L'abbuffata dei consiglieri comunali: ecco i trucchi degli onorevoli locali
PAESE che vai, gettone che trovi.
La 'paghetta' del consigliere comunale varia da città a città, da nord a sud. Ogni Comune fa come vuole, l' unica regola è che il compenso non deve superare un quarto di quanto incassa un sindaco.
Ma c'è un sistema che ha aperto una voragine nei conti, da nord a sud, scrive il QN. Un combinato disposto di norme e furbizie che fa diventare salato il conto che i Comuni pagano per i loro consiglieri. Di cosa di tratta? È la previsione degli articoli 79 e 80 della legge 267 del 2000 che, nonostante modifiche apportate a inizio 2016, permette a un consigliere, che è anche lavoratore dipendente, di ottenere dei permessi retribuiti. E chi li paga?
Il Comune ovviamente. L' azienda che concede l' espletamento del mandato istituzionale al proprio dipendente viene rimborsata (tredicesima, quattordicesima, trattamento di fine rapporto e previdenza) dal Comune.

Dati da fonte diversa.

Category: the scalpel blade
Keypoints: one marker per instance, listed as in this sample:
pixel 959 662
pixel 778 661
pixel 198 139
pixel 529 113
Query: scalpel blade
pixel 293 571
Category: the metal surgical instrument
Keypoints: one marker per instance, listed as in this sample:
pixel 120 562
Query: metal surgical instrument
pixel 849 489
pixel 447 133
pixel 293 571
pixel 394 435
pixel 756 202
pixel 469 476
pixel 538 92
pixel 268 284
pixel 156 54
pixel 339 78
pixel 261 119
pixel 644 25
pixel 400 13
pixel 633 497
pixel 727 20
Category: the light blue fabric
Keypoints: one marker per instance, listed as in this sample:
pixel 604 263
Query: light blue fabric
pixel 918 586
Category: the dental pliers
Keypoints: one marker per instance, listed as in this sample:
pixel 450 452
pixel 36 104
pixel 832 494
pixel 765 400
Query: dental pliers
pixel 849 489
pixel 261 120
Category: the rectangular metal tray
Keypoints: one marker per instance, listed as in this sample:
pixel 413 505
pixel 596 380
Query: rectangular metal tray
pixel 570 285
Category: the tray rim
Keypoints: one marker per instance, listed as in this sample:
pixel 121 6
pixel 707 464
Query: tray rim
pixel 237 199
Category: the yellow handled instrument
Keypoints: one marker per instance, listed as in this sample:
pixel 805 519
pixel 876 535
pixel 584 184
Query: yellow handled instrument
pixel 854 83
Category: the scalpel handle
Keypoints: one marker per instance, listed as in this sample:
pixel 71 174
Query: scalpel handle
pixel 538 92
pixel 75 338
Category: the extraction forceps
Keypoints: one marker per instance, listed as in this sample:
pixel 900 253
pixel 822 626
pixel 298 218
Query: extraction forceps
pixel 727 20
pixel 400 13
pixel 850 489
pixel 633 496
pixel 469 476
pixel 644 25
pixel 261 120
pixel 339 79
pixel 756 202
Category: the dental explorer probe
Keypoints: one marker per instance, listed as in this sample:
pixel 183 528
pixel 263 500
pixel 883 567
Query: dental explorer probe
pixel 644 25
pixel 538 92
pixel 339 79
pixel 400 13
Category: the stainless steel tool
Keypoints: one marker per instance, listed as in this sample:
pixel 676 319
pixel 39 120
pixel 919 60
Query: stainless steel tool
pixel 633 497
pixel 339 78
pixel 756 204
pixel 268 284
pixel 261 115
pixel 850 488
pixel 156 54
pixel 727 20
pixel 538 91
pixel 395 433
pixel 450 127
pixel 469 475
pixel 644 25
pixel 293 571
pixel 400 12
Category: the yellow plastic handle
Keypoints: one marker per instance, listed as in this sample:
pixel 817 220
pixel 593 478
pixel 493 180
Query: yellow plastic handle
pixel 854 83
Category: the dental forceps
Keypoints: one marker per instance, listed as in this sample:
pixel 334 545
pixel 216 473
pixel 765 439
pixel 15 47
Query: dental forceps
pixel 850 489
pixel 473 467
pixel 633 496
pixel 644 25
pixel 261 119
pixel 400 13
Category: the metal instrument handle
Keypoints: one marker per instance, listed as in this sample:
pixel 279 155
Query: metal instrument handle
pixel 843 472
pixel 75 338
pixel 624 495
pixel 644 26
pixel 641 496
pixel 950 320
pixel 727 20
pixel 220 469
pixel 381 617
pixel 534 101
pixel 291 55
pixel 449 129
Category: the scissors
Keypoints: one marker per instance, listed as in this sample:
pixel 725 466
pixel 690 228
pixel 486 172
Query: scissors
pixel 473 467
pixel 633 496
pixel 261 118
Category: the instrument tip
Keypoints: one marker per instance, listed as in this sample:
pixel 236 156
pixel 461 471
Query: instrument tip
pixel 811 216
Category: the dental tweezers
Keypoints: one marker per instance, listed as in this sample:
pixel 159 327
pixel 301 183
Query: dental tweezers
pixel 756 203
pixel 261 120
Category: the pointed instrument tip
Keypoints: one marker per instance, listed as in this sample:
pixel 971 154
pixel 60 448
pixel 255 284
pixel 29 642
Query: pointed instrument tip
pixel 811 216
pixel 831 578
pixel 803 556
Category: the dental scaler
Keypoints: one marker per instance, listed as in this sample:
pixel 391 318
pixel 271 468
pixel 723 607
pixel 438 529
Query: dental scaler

La norma intende garantire l' attività politica degli eletti e salvaguardare i datori di lavoro che non possono patire il peso dei loro stipendi senza ricevere la prestazione. Fin qui tutto fisiologico.
DOVE sta l' inghippo che zavorra i conti? Nel fatto che un consigliere entri in aula come disoccupato e, qualche settimana dopo, trovi un lavoro ben pagato presso associazioni, coop, se non addirittura parenti. Alcuni, poi, che hanno un modesto lavoro si trovano promossi a incarichi dirigenziali. Da un migliaio di euro al mese, di colpo presentano in Comune un contratto di mega dirigente, da decine di migliaia di euro all' anno.
Una pratica diffusa ormai in tutta Italia.